1.5k Views Asked by At

I have an equation : e^y, which is called unnormalized probability. And another equation : e^y/sum(e^y), which is called normalized probability. I am not getting the difference between the terms they have used. Like what they mean.

Another thing is that, how log(equation) and just equation varies. Like what inference does log(equation) gives?

1

There are 1 best solutions below

3
On BEST ANSWER

The probability of all events should sum up to 1 --- this is essentially what normalized means (in probability theory). In the example that you have given, if we sum over all possible events $y$ we can't in general say that it is one, in other words, $\sum e^y \neq 1$ in general.
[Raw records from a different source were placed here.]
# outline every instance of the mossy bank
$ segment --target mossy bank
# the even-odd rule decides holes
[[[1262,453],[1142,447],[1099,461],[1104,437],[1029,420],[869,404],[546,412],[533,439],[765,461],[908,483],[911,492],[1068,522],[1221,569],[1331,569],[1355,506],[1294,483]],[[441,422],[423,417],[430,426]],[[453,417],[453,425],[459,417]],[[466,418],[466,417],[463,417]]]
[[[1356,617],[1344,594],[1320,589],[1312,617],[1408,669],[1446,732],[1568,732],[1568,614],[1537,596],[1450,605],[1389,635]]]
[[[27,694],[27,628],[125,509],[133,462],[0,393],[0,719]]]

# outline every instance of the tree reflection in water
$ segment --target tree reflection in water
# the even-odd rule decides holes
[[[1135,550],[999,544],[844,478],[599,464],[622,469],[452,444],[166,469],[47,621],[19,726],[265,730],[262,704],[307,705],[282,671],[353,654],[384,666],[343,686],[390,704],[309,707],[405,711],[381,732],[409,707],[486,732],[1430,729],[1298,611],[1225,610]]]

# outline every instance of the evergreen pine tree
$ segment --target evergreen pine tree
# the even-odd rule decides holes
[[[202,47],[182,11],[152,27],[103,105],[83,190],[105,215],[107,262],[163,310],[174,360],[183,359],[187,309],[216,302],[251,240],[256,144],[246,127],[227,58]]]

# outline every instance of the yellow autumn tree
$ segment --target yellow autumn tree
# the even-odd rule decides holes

To make this a bit more clear let $y_1,y_2, \dots, y_n$ be all the possible events that $y$ can take, and let the "probability" of each of these values be $e^{y_1}, e^{y_2}, \dots, e^{y_n}$. I've put "probability" in quotation because we know in general $\sum_{i=1}^{n} e^{y_i}$ is not 1. As a simple example to show this if we take $n=2$ and let $y_1=1,y_2=2$ then we know, $$\sum_{i}e^{y_i}=e^1+e^2 \neq 1.$$ So we say that $e^y$ is not normalized because it doesn't sum up to 1. However, we can use a simple trick to "normalize" it. The usual trick in normalizing quantities (and this applies to a lot of other things than just probabilities) is to divide by the sum of all possible values. Going back to my simple $n=2$ example if for each event $y_i, i=1,2$ I assign the probabilities $e^{y_i}/\sum_i e^{y_i}$ then they become normalized. Trivially the sum of the probabilities are $$ \frac{e^{y_1}}{\sum_{i}e^{y_i}} + \frac{e^{y_2}}{\sum_{i}e^{y_i}} = \frac{e^{y_1}+e^{y_2}}{\sum_{i}e^{y_i}} = 1.$$ Notice that the probabilities are the same as I had before the only difference is that I've divided each of them by the total. Since they sum to 1, we say that $e^{y}/\sum e^{y}$ is normalized. The notation you've used isn't very easy to understand --- it's better to say $$ \frac{e^{y_j}}{\sum_{i} e^{y_i}},$$ to highlight that $y$ takes different values.